Virtual Patient

The Virtual Patient

FAITH T. FITZGERALD, MD

As a teacher of medical students and residents in an academic medical center hospital, I am more and more concerned about the increasing distance placed between patients and those who are learning to be doctors. This results in large part from forces that, taken together, place a disproportionate premium on efficiency in our teaching hospitals.

THE TYRANNY OF EFFICIENCY

The managed care emphasis on efficiency has led to an iniquitous celebration of "rapid through-put," in which the contact time between patients and physicians—and especially student physicians—is markedly diminished. This is evident both on the wards and in ambulatory care settings. Economic pressures, such as those created by the requirement that teaching faculty generate as much clinical income as possible, decrease the time these physicians are able to spend with patients and students. Expanding regulatory mandates for medical school and residency training curricula (and objective documentation of knowledge and skills by written or practical examinations) increase the time demands on students, residents, and their teachers.

Finally, perhaps the biggest obstacles to achieving efficiency in medicine are the patients themselves. Any system works most efficiently when all parts of the system behave as expected. The unfortunate reality is that sick people and their families are notoriously likely to be complex, emotional, time-consuming, and unpredictable. They are unlikely to correspond exactly to the abstract "patient with X affliction" described in textbooks and on examinations—or even to the "representative" average patient of the carefully analyzed cohort-based studies that are evidence-based medicine. Patients are not "efficient."

WHERE ARE THE PATIENTS?

Attempts on the part of educational institutions to respond to these forces have led to a flurry of "innovative" educational programs that circumnavigate the very objects of medical education—the patients. Both care facilities and medical education increasingly emphasize the use of representative avatars (laboratory results, images, echocardiograms, and so forth), what I call "virtual patients," as data sources superior to the patients themselves, with all their disturbing unreliability and changeableness.

"Standardized patients" (actors), or even mannequins, are used to teach and evaluate the students' history taking and physical examination skills. In addition, the very structure and content of a patient's history and physical examination may be determined more by the programming of hospital or office electronic information systems than by the patient's own words, findings, and needs. Bedside teaching in busy centers is close to nonexistent. Discussions of interesting cases are now held in small rooms; it is far more efficient.

Physical diagnosis is an atavism, supplanted by technology. Most highly trusted are images (MRI and CT scans, sonograms, etc). This is something of a puzzle to me, since these images are read by radiologist diagnosticians in much the same expert way that an experienced bedside clinician used to "read" the body of the patient—yet the images have much more credibility. Why? Modern imaging interpretation is, in fact, physical diagnosis à l'intérieur, except that it is done in dark rooms without the benefit of integrative histories and knowledge of the patient as a person.

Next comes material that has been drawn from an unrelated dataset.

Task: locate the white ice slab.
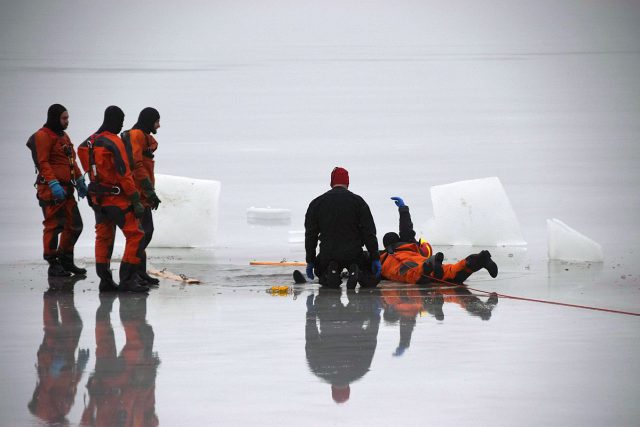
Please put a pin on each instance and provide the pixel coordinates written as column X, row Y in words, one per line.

At the heart of my disquietude with the "virtual patients," particularly their use in teaching medical students, is the unspoken but clearly evident implication that real patients are less valuable in medical education than are these many reflections, paraphenomena, and simulations. How shall my students experience the things that cannot be taught but only learned through the sometimes inconvenient, potentially time-consuming, often uncertain, emotionally disquieting, and generally non-remunerative interactions with real patients: the subtleties of historical exploration, physical finding integration, the clues offered by verbal and nonverbal communication, and the immense value of the physician himself or herself as a diagnostic and therapeutic instrument?